Researchers at the security software company Check Point have discovered that the RomPager versions prior to 4.34 — software more than 10 years old — are vulnerable to a critical bug, dubbed as Misfortune Cookie. The flaw named as Misfortune Cookie because it allows attackers to control the "fortune" of an HTTP request by manipulating cookies.

The vulnerability, tracked as CVE-2014-9222 in the Common Vulnerabilities and Exposures database, can be exploited by sending a single specifically crafted request to the affected RomPager server that would corrupt the gateway device's memory, giving the hacker administrative control over it. Using which, the attacker can target any other device on that network.
"Attackers can send specially crafted HTTP cookies [to the gateway] that exploit the vulnerability to corrupt memory and alter the application and system state," said Shahar Tal, malware and vulnerability research manager with Check Point. "This, in effect, can trick the attacked device to treat the current session with administrative privileges - to the misfortune of the device owner.
Once attackers gain the control of the device, they could monitor victims' web browsing, read plaintext traffic traveling over the device, change sensitive DNS settings, steal account passwords and sensitive data, and monitor or control Webcams, computers, or other network connected devices.

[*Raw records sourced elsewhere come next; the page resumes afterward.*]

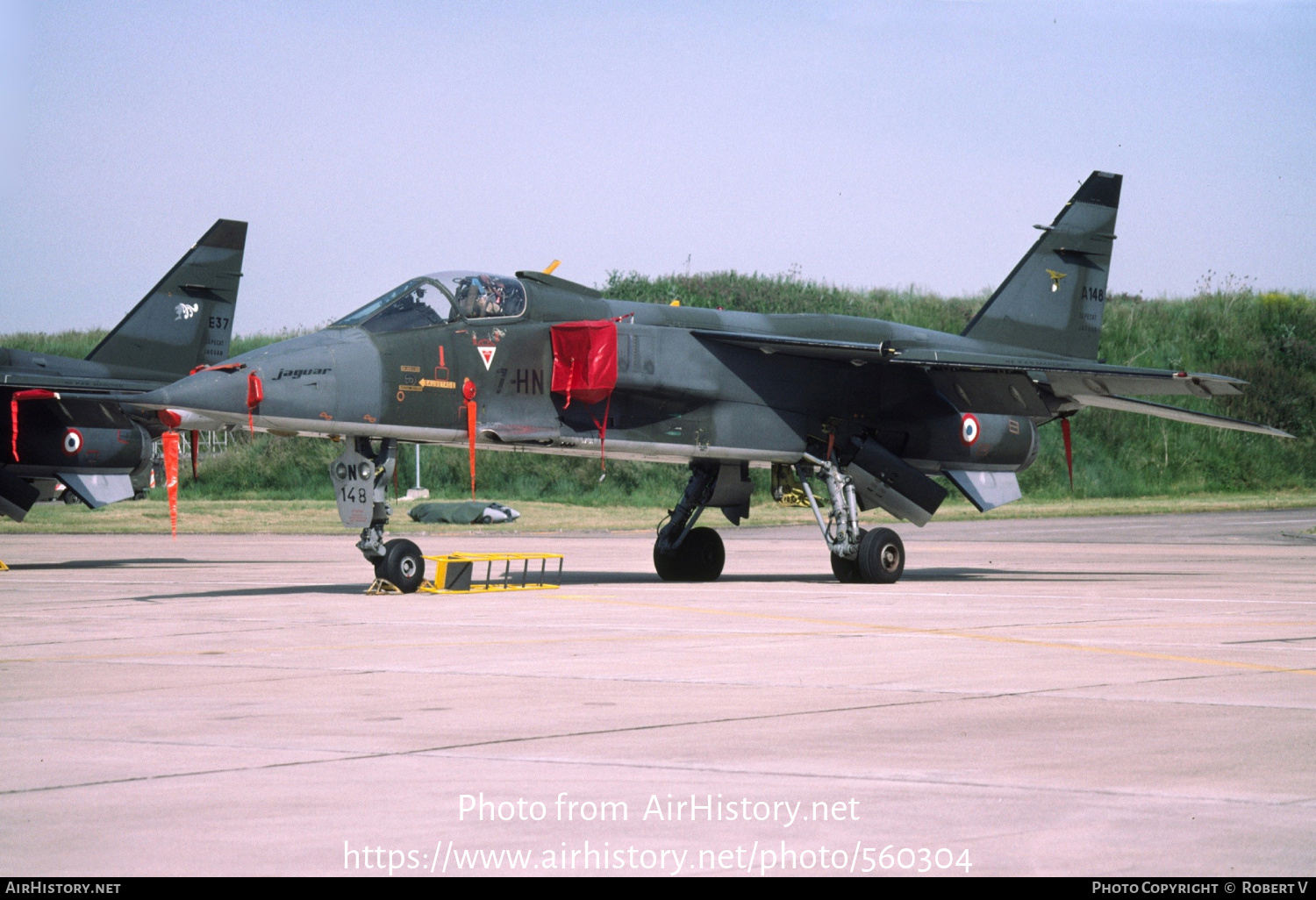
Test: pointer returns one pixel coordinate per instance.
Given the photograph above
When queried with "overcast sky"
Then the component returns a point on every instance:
(871, 145)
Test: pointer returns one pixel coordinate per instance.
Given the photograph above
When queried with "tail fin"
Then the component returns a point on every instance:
(187, 318)
(1055, 297)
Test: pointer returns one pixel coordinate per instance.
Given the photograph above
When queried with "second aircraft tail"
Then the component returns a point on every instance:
(187, 318)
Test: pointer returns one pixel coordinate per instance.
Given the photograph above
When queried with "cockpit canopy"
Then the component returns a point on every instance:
(437, 299)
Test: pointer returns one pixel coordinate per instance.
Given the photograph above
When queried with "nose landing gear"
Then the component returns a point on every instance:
(361, 479)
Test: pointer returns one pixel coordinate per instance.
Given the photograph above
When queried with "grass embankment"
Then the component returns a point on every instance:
(321, 518)
(1266, 339)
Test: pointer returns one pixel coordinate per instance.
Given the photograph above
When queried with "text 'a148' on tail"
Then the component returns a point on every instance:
(1053, 300)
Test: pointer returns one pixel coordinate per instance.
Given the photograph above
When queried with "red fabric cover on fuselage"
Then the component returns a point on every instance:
(584, 361)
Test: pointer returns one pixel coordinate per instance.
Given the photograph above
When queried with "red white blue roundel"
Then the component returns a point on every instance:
(73, 441)
(969, 429)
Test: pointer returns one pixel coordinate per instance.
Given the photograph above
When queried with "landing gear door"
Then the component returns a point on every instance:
(353, 487)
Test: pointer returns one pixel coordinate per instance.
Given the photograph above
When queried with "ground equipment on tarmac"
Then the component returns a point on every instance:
(458, 573)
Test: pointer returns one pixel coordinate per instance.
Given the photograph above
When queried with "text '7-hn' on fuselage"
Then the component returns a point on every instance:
(865, 408)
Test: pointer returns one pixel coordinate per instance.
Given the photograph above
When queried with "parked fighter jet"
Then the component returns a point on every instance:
(62, 429)
(870, 410)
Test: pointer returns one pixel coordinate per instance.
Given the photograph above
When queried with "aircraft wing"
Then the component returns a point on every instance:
(1020, 384)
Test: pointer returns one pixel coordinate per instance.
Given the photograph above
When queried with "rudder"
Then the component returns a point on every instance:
(1055, 297)
(187, 318)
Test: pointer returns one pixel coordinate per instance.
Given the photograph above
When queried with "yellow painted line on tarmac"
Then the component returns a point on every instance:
(970, 636)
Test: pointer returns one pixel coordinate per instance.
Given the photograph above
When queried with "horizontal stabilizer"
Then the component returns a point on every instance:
(986, 489)
(882, 479)
(97, 491)
(1177, 413)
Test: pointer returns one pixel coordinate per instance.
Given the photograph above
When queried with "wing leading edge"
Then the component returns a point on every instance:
(1002, 383)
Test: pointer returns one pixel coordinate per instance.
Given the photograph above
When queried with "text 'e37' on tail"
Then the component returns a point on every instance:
(187, 318)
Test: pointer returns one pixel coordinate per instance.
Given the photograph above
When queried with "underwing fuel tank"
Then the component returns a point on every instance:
(973, 442)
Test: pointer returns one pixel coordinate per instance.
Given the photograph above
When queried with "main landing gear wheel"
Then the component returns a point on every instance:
(881, 557)
(699, 558)
(402, 565)
(848, 570)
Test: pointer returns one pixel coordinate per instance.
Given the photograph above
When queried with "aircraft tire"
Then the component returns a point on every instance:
(699, 558)
(881, 557)
(403, 565)
(848, 570)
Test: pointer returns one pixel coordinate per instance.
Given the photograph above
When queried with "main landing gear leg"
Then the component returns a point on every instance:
(876, 557)
(682, 552)
(397, 561)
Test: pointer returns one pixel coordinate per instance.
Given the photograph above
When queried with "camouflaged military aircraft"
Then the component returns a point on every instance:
(63, 436)
(868, 408)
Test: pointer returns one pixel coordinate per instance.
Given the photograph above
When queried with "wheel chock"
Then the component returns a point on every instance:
(457, 573)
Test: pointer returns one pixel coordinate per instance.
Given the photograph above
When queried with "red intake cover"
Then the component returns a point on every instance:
(584, 360)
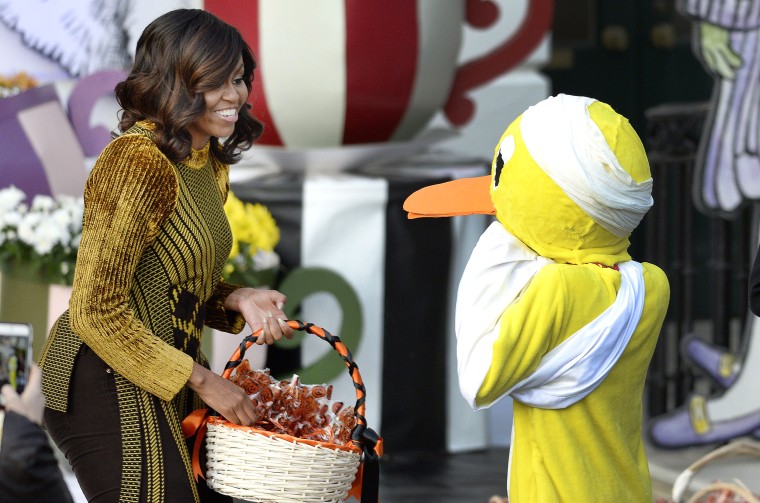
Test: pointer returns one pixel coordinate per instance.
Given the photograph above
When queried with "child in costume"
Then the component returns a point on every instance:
(551, 310)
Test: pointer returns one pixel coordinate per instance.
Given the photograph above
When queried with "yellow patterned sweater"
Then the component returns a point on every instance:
(148, 277)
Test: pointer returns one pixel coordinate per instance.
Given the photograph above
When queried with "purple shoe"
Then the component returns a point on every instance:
(689, 426)
(720, 365)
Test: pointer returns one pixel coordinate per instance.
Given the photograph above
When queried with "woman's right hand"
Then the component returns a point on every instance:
(225, 397)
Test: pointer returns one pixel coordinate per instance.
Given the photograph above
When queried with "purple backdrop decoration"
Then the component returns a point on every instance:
(81, 103)
(19, 164)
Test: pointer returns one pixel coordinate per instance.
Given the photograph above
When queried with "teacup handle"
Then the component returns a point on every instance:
(459, 108)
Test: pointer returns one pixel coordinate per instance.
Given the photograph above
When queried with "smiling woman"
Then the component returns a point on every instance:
(222, 106)
(123, 365)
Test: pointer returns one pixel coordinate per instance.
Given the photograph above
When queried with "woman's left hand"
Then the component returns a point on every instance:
(261, 309)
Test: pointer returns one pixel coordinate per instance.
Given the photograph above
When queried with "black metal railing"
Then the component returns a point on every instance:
(706, 258)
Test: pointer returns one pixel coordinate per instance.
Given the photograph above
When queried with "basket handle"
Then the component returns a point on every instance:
(360, 435)
(366, 487)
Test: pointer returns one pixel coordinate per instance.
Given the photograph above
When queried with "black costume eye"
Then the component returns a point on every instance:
(497, 171)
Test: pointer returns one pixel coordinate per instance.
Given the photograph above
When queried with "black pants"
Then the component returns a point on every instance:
(89, 435)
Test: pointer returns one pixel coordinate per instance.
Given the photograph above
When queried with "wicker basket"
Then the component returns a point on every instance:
(258, 465)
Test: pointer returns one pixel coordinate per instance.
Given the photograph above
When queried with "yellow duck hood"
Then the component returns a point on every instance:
(569, 178)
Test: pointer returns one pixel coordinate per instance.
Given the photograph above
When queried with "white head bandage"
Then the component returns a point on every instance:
(569, 147)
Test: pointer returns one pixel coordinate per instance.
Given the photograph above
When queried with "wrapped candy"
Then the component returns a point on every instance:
(291, 408)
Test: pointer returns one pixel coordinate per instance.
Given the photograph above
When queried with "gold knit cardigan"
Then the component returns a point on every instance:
(148, 277)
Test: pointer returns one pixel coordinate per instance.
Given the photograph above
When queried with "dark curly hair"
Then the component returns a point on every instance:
(180, 55)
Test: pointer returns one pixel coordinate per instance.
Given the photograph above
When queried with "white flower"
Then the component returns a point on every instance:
(10, 198)
(10, 218)
(264, 260)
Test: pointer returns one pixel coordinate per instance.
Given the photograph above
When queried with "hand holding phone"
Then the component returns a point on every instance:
(31, 403)
(15, 355)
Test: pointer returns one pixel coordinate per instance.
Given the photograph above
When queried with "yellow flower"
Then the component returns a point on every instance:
(252, 226)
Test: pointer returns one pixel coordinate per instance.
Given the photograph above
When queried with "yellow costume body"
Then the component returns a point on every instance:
(569, 182)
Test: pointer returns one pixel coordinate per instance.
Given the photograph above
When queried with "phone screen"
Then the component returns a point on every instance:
(15, 354)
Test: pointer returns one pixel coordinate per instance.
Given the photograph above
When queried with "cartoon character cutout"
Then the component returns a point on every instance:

At least 200 different models of gateway devices, or small office/home office (SOHO) routers from various manufacturers and brands are vulnerable to Misfortune Cookie, including kit from D-Link, Edimax, Huawei, TP-Link, ZTE, and ZyXEL.

The bug not only affects routers, modems and other gateway devices, but anything connected to them from PCs, smartphones, tablets and printers to "smart home" devices such as toasters, refrigerators, security cameras and more. This simply means if a vulnerable router is compromised, all the networked device within that LAN is at risk.

Misfortune Cookie flaw can be exploited by any attacker sitting anywhere in the world even if the gateway devices are not configured to expose its built-in Web-based administration interface to the wider Internet, making the vulnerability more dangerous.

Because many routers and gateway devices are configured to listen for connection requests publicly on port 7547 as part of a remote management protocol called TR-069 or CWMP (Customer Premises Equipment WAN Management Protocol), allowing attackers to send a malicious cookie from far away to that port and hit the vulnerable server software.

The critical vulnerability was introduced in 2002, and AllegroSoft apparently fixed the bug in its RomPager software back in 2005, but hardware from major companies such as Huawei, D-Link, ZTE and others currently sell products contains the vulnerable versions of RomPager. As demonstrated by Check Point's finding that 12 million vulnerable gateway devices in homes, offices and other locations still exist.
"We believe that devices exposing RomPager services with versions before 4.34 (and specifically 4.07) are vulnerable. Note that some vendor firmware updates may patch RomPager to fix Misfortune Cookie without changing the displayed version number, invalidating this as an indicator of vulnerability."
"Misfortune Cookie is a serious vulnerability present in millions of homes and small businesses around the world, and if left undetected and unguarded, could allow hackers to not only steal personal data, but control peoples' homes," Tal said.
So far, Check Point has not observed an attack involving Misfortune Cookie in the wild, but the company is having a close look on the older unresolved issues in which routers and gateway devices were compromised in different and unknown ways.